At primitive mine sites, two principal areas of activity can be identified:ore extraction which is known as mine working, and the ‘spoil dump’ where preliminary crushing and sorting of the ore was undertaken. Rock debris was usually dumped in heaps outside the mine entrance.
The smooth shape of the mines suggests that the copper was extracted by fire-setting, a mining technique commonly in use up to the nineteenth century. Wood-fuelled fires would be lit against the rock face. The heat would make the stone brittle and therefore easier to break away using stone cobble hammers and mauls. These tools have not yet been identified at these mines.

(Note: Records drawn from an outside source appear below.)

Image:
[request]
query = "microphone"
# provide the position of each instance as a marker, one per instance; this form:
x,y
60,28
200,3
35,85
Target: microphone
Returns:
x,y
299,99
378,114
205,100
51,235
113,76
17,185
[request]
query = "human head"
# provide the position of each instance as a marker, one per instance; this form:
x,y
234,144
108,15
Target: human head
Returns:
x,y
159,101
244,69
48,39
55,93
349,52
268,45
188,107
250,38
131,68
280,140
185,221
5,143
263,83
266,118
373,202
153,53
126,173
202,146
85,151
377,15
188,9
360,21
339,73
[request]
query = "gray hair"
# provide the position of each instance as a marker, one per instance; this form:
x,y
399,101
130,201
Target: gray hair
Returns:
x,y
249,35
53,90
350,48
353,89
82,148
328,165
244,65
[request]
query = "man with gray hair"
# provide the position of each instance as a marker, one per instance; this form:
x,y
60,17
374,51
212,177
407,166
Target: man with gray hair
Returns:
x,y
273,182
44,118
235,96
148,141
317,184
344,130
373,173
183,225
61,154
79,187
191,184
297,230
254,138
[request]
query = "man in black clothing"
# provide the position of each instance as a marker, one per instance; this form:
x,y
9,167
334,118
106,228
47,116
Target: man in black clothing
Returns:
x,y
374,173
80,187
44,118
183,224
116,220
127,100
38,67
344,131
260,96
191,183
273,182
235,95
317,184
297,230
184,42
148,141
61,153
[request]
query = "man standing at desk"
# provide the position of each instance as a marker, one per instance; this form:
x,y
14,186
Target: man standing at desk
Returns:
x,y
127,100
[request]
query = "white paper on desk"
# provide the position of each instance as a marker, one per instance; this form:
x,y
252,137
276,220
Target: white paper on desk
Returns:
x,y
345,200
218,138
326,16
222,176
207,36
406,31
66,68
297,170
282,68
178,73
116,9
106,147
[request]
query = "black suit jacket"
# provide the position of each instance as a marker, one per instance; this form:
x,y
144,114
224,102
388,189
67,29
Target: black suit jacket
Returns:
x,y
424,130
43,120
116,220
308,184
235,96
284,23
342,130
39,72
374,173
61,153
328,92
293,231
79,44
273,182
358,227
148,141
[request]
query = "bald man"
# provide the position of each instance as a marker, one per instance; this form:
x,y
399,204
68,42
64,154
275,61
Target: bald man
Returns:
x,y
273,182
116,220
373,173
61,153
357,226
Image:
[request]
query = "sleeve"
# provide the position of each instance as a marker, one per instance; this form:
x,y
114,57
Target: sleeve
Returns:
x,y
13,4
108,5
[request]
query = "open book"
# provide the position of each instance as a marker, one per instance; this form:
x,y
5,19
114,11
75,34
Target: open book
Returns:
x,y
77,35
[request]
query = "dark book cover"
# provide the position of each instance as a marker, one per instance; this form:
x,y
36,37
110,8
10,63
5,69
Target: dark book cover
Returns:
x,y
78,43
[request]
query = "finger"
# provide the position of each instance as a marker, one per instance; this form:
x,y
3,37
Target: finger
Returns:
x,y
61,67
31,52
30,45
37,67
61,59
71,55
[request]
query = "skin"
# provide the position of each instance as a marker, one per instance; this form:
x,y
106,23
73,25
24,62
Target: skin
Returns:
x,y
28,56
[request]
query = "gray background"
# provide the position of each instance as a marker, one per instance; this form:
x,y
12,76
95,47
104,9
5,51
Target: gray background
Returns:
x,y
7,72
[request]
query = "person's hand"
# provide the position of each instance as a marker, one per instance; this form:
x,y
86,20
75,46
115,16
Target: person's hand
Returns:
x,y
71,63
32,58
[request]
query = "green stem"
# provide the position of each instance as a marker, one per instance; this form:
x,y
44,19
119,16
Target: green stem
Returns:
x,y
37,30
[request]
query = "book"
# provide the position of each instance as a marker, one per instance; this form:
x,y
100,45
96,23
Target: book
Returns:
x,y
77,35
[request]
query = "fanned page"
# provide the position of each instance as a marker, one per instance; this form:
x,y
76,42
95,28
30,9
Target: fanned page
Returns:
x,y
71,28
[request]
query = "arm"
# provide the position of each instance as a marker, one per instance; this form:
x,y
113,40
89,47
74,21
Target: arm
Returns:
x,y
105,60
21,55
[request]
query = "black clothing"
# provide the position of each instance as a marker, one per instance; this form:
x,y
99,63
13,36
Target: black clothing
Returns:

The crushed ore may have been washed in the nearby rivers to separate the heavier metallic content. The rock would then be converted to metal through the process of smelting – burning the finely broken copper ore in a charcoal-fired pit furnace to produce droplets of copper metal. Smelting furnaces associated with these sites have not been found.
The existence of shafts and denuded spoil-dumps further along the quartz reef by St. Crohan’s Hermitage indicate that mining activity took place here in the nineteenth century. A drystone rectangular structure located adjacent to it may be related to later mining activities.
As to where the copper itself came from…It has been known for decades that the ordinary elements around us here on Earth arose in stars. Copper came to be after these stars expanded to become supergiant stars. They later exploded as supernovae, scattering the newly minted copper into space. Four and a half billion years ago, we got some of this copper.